An interim tsunami warning system for the Indian Ocean should be in place by October, mainly through upgrading an existing network of tide gauges, the head of the United Nations oceanographic body said on Thursday.

By July next year, the Indian Ocean should be equipped with a high-tech array of wave and pressure sensors sending information to satellites that will alert a network of tsunami warning centres, said Patricio Bernal, who heads the Unesco's Intergovernmental Oceanographic Commission.

The Indian Ocean already has 57 gauges on the sea surface that broadcast information about climate, tide changes and other scientific data every hour or so. The commission plans to upgrade 21 to 23 of them so they can detect a potential tsunami.

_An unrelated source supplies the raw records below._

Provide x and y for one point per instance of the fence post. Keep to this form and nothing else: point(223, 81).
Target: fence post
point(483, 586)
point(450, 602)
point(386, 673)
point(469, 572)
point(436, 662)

"We intend to do this in the next six months by October, with the gauges broadcasting almost in real time," Bernal told Reuters in a telephone interview from his Paris headquarters.

"That will allow us to confirm the presence or the absence of a tsunami," he said

The upgraded tide gauges would transmit data about a potential tsunami to a satellite that would relay the information to existing tsunami warning centres for the Pacific Ocean in Japan and Hawaii. Those centres would be responsible for alerting Indian Ocean nations threatened by a tsunami.

The upgraded gauges would be located off northwestern Sumatra, Diego Garcia and off the coast of Mauritius.

"We have a reasonable network of detecting earthquakes. But it's important to put in place a network for detecting tsunamis - 93 percent of earthquakes don't produce tsunamis."